The huge amount of data continuously collected via billions of sensors and devices that comprise the IoT can pose a serious threat for organizations that depend on primitive intelligence and analytics tools. Since the beginning, these devices have not been much effective and needed central servers to process data, mostly cloud-based servers (public) which could be far away. Currently, however, for the same price, you can get more computing power, making way for AI-powered, and edge located devices that make their own commands.
As per the experts, by 2025, 75% of organization-generated data would be created and processed by an edge. From driverless cars capable of processing and analyzing real-time traffic data (without cloud), to factory systems that can process sensor data for future maintenance. This rapid development in the age of smart devices at the edge will provide vast opportunities in businesses and for users. The capability to create automated and store data for analysis linked to the source is most likely to give operational advantage, produce new and effective services, enhance scalability and transfer data away from central servers.
Along with this, the fast edge development requires that security leaders adhere to discipline even though the distribution of data that seems to be on the horizon. It must be important for the user to understand the relation between edge and IoT (Internet of Things), the edge allows computation to run on device/ local network rather than sending data to be analyzed on public cloud servers or central data centers, which is time-consuming and also costs resources.
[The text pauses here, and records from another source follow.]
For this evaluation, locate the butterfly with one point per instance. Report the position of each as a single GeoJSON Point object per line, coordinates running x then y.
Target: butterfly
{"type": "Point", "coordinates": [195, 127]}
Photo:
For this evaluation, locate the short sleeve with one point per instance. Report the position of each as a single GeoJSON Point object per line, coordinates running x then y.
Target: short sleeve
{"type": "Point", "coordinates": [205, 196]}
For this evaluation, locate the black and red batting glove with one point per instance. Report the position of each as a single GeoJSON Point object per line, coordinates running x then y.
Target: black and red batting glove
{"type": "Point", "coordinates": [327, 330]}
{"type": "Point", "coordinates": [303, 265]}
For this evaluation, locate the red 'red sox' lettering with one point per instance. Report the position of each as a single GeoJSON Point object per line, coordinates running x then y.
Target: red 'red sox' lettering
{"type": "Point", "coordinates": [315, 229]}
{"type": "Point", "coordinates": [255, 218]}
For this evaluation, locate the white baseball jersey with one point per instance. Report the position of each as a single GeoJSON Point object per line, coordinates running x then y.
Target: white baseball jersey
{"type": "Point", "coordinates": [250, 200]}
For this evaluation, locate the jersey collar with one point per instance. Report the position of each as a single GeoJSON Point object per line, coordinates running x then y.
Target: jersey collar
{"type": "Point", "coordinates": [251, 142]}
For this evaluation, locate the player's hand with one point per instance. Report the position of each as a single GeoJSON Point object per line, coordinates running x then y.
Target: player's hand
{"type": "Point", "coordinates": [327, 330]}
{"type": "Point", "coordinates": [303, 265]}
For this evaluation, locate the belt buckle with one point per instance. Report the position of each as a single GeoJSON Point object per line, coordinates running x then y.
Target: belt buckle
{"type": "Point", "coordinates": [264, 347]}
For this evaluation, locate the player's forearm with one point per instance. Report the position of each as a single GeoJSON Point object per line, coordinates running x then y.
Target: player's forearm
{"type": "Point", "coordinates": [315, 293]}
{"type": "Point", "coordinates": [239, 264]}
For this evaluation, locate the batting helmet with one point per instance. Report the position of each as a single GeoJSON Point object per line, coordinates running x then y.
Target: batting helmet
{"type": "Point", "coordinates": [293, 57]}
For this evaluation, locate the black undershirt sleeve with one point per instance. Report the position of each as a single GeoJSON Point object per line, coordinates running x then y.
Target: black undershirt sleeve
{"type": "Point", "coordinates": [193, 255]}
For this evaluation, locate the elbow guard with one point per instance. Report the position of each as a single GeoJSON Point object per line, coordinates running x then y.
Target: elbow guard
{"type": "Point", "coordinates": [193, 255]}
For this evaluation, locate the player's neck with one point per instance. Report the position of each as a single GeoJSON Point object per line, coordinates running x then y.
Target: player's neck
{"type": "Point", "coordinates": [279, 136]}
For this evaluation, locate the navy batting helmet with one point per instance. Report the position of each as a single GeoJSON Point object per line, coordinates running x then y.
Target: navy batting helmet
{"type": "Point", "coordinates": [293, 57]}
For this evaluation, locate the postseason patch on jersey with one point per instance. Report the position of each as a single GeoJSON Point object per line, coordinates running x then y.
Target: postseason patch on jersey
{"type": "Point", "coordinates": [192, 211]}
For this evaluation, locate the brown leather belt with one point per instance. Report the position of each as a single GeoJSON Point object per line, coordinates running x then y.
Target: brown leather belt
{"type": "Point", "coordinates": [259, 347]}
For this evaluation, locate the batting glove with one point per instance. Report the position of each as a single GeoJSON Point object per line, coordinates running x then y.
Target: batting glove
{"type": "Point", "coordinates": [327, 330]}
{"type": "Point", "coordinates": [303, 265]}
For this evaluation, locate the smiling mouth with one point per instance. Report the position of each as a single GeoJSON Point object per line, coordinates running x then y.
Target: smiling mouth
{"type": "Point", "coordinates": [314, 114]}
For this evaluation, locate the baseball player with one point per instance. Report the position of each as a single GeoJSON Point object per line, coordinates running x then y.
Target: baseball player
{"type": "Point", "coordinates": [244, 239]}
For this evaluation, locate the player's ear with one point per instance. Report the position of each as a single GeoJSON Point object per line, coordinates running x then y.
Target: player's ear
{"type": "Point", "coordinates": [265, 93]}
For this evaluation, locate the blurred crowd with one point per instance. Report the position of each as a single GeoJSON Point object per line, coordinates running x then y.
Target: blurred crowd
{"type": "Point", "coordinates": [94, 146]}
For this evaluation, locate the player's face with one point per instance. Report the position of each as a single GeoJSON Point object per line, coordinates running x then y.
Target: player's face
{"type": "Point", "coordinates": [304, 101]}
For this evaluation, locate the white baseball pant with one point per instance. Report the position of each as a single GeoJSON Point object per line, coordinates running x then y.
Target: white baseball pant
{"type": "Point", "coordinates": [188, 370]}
After that, the analyzed data can be sent to its endpoint. Hence, edge computing lowers the bandwidth risks and analyses data within proximity. It is very crucial in IoT as there exist billions of sensors and systems across the world that produce processed data, let it be inter-connected home devices, health wearables, or industrial machinery. "Especially for use cases like healthcare monitoring and safety apps – where milliseconds count – edge computing and cheaper, more powerful AI-powered devices are emerging as perfect partners to process the massive amounts of information generated by connected devices," reports HelpNetSecurity.